WASHINGTON -- Roger Clemens and Brian McNamee will face off at a hearing of the House Committee on Oversight and Government Reform tomorrow without testimony from two other ballplayers or a steroid distributor who had also been scheduled to testify, the committee announced last night.
Clemens, the seven-time Cy Young Award winner, says he never used performance-enhancing drugs. McNamee, the former trainer, says he injected Clemens with steroids and human growth hormone. They will be joined by Charlie Scheeler, a Baltimore lawyer, who led the staff work on the investigation into the use of performance-enhancing drugs in baseball compiled by former Sen. George Mitchell.
Dropped from the witness list were New York Yankees pitcher Andy Pettitte, Clemens' longtime friend, former teammate and training partner; Chuck Knoblauch, a former infielder; and Kirk Radomski, a former clubhouse attendant and drug distributor who became an informant for federal investigators and the Mitchell Report.
"Mr. Knoblauch and Mr. Pettitte answered all the Committee's questions and their testimony at the hearing is not needed," committee chairman Henry Waxman and ranking Republican Tom Davis said in a statement.
Pettitte's recusal came amid growing indications that he had given evidence against Clemens in his deposition to the committee Feb. 4. A congressional staff member and several other people familiar with the case said on the condition of anonymity that Pettitte did not want to testify publicly, on national television, against Clemens and, in essence, repeat what he had already said about him in the deposition.

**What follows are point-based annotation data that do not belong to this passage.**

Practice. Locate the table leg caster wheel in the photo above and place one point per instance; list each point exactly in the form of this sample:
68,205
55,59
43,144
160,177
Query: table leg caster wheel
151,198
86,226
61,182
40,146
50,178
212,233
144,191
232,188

Davis, of Virginia, told Newsday yesterday that in an affidavit given to the committee, Pettitte's account matches McNamee's in most details, but that in a separate affidavit to the committee, Clemens said both are mistaken.
In the Mitchell Report, McNamee said that he injected Clemens with steroids and hGH on 16 occasions between 1998 and 2001, an assertion Clemens adamantly disputes. Meanwhile, Pettitte has confirmed McNamee's statement in the Mitchell report that he injected Pettitte with hGH in 2002.
Lanny A. Breuer, a Washington attorney for Clemens, said Clemens plans to meet with about a half dozen more members of the oversight committee privately this afternoon.
Radomski did not want to give a scheduled deposition today or testify tomorrow because of concerns he would incriminate himself, two other people familiar with the proceedings told The Times. Radomski was sentenced to five years probation in a plea bargain last week but is concerned he could be prosecuted for other acts within the past five years.